Наташа уже раскрыла было рот, чтобы возмутиться, но к ней подоспела Екатерина Ильинична и разрешила инцидент наилучшим образом.
– Это со мной, любезный, наш комитет пригласил эту девушку в самый последний момент, и ее не успели занести в список.
– Документы, – коротко бросил охранник.
Наташа поспешно вытащила из сумочки свое удостоверение. Молодой человек внимательно изучил документ и удивленно спросил:
– Женский журнал?
– Да, женский журнал, – тут же отозвалась Екатерина Ильинична. – Среди ветеранов достаточно нас, женщин, и мы пока еще тоже в тираж выходить не собираемся и хотим, чтобы и про нас в женском журнале написали.

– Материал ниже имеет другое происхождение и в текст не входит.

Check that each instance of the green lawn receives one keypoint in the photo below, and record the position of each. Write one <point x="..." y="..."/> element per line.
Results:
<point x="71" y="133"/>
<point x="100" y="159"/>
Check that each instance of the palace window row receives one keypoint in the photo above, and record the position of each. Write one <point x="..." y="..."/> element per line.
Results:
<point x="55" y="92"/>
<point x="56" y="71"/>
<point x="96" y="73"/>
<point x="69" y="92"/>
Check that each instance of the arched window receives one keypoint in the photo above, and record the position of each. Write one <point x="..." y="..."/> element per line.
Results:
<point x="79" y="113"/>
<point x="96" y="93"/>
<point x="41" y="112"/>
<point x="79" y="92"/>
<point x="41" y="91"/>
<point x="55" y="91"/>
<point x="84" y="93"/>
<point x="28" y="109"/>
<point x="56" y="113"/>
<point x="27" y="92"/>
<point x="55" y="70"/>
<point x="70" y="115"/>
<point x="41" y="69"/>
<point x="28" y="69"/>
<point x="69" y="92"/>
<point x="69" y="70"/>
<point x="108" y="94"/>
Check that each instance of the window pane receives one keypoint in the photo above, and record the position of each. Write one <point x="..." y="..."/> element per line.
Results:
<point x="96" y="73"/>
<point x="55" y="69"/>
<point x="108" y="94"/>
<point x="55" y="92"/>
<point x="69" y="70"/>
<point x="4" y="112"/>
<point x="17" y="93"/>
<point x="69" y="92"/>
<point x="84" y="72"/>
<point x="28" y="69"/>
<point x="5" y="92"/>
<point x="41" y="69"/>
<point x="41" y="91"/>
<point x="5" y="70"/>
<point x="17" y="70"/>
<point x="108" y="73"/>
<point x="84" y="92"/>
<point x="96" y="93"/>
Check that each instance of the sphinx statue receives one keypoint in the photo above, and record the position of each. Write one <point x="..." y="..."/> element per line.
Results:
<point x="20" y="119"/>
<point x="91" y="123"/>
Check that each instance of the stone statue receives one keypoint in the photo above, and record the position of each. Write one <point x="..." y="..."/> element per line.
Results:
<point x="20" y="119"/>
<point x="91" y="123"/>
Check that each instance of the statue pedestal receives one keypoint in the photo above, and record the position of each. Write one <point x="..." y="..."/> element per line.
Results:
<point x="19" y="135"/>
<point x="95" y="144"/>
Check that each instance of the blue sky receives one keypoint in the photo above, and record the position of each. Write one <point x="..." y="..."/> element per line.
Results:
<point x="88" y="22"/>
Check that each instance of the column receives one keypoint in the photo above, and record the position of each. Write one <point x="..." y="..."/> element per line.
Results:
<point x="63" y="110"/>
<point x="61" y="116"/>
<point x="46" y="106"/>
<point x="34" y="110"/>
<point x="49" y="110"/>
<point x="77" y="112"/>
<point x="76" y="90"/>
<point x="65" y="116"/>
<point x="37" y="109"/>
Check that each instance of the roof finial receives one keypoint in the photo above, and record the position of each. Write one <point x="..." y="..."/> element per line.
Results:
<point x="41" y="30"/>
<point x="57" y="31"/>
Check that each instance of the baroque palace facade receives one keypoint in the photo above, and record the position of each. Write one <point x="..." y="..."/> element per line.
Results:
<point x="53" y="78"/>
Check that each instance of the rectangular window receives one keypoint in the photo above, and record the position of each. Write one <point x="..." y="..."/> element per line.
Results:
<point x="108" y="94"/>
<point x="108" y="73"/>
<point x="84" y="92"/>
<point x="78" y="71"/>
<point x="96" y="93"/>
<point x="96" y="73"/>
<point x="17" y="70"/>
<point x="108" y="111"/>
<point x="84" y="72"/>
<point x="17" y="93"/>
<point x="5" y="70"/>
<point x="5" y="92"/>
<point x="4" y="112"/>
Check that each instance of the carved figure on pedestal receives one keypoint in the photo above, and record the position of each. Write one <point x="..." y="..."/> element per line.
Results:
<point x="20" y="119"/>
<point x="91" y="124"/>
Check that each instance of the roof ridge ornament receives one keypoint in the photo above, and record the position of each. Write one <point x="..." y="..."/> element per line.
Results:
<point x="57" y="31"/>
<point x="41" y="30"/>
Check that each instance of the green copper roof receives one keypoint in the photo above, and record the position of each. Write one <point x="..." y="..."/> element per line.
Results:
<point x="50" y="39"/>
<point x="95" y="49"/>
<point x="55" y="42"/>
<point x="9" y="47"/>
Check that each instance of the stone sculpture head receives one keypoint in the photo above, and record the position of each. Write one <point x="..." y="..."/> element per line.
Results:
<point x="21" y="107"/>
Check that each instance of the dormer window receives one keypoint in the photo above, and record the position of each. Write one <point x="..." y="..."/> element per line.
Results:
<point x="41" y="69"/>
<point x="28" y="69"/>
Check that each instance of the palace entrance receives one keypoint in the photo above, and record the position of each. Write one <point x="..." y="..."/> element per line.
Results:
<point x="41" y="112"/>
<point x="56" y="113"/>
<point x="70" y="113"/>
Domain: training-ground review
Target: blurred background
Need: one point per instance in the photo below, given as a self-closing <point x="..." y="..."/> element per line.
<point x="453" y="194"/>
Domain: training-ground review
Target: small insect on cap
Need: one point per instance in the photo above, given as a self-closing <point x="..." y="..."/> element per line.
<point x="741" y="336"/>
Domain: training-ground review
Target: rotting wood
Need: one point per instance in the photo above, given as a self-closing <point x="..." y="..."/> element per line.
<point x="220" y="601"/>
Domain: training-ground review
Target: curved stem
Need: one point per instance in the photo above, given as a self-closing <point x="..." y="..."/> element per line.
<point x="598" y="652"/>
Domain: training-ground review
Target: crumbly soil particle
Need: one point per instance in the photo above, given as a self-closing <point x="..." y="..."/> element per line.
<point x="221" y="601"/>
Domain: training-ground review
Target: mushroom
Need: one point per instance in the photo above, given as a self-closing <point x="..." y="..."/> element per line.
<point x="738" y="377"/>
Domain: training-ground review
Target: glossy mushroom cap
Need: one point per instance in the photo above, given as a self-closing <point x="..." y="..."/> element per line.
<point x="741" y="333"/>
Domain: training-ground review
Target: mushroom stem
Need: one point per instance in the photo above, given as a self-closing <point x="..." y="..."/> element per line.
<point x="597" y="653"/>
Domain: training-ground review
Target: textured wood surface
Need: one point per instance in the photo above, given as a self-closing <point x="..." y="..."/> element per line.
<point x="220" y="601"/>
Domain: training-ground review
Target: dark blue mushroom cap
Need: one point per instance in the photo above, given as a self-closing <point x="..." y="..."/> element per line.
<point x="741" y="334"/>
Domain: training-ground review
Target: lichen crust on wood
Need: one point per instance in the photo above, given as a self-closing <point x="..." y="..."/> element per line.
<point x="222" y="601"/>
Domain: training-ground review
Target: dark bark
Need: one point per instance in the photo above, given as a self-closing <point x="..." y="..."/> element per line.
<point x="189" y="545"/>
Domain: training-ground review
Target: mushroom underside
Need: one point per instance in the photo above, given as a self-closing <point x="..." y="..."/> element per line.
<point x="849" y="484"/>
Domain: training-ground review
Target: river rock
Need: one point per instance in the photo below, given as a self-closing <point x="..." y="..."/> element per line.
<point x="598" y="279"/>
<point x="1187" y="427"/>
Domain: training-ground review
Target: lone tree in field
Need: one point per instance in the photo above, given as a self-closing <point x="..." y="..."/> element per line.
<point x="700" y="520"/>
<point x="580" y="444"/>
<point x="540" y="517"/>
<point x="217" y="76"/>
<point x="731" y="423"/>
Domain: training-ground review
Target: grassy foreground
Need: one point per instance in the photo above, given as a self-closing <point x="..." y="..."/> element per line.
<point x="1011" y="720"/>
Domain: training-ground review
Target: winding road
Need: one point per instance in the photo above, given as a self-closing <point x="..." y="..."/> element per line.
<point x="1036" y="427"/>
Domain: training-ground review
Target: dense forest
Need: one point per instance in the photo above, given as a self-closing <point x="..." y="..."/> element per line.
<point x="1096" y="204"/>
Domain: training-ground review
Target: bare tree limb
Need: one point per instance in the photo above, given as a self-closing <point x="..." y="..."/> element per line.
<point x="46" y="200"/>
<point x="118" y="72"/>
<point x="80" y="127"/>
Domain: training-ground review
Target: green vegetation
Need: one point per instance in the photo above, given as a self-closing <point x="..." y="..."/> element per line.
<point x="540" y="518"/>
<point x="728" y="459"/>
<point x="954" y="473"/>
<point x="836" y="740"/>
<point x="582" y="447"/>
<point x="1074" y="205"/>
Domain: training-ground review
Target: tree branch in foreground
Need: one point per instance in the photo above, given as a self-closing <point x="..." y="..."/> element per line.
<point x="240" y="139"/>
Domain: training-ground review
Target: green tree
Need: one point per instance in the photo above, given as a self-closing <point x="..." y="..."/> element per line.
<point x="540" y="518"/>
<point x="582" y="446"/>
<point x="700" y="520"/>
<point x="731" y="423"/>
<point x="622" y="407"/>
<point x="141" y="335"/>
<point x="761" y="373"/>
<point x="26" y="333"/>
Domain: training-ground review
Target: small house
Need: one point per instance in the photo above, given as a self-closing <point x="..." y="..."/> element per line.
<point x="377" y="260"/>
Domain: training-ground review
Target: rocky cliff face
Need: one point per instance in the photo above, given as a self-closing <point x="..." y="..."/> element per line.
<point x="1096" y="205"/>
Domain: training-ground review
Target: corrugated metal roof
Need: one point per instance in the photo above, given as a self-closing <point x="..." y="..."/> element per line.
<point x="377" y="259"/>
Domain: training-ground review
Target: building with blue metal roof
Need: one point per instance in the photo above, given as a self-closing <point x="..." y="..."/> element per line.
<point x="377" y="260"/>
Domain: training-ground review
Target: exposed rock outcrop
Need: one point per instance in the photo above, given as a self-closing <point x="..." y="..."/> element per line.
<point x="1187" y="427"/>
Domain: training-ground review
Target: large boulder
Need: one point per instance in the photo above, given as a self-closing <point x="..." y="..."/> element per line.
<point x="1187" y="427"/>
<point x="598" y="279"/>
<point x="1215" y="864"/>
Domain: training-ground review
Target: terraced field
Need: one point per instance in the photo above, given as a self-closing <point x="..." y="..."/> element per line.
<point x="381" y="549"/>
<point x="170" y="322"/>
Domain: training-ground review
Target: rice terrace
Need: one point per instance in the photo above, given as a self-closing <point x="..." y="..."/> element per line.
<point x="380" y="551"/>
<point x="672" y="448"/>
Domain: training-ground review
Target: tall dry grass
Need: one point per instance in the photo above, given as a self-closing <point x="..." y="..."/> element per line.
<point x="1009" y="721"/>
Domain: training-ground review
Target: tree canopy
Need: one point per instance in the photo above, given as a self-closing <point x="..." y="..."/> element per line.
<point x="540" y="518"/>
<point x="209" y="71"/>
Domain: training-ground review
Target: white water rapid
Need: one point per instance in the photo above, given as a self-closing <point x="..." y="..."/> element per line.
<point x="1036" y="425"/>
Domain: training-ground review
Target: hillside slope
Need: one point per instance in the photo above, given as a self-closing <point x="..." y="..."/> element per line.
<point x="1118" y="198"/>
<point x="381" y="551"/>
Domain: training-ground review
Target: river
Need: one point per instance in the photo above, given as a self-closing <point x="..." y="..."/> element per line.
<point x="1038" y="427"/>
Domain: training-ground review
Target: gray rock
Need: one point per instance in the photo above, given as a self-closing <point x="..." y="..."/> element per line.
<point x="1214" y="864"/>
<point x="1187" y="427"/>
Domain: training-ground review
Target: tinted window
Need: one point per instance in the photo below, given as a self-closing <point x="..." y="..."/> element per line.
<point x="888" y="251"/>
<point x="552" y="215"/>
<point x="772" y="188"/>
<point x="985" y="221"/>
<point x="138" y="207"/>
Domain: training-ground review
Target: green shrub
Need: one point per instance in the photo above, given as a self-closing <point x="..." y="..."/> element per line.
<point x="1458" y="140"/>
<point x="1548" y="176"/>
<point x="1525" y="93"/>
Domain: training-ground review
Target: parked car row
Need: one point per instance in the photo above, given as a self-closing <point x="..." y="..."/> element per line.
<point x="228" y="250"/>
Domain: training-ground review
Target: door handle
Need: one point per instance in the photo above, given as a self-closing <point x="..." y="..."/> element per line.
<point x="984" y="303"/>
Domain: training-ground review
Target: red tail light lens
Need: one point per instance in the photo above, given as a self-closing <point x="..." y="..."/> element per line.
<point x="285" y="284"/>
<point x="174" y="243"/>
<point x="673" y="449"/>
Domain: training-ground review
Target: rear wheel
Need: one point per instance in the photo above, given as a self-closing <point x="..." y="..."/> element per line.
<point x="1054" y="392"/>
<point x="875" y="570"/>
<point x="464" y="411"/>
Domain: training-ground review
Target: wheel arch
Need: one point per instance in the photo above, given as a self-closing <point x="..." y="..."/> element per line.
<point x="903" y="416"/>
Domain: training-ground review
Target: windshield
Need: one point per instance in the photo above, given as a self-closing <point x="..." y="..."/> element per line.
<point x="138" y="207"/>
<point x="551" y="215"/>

Вы что-то имеете против, любезный? – подбоченилась женщина и вновь воинственно выставила грудь вперед, позвякивая медалями.
Парень пожал плечами, вернул удостоверение Наташе и коротко бросил:
– Проходите.
Наташа юркнула в помещение и чуть ли не бегом бросилась к лестнице, которая вела на второй этаж.
– Наташа, не так прытко, я такими темпами за тобой не поспею, – проворчала Екатерина Ильинична. – Охолони маленько, спешка хороша только сама знаешь в каком случае. Мы уже здесь, так что успокойся.
Женщина подошла к зеркалу, поправила на голове кокетливую шляпку и, погладив ладонью медали, величаво двинулась к лестнице.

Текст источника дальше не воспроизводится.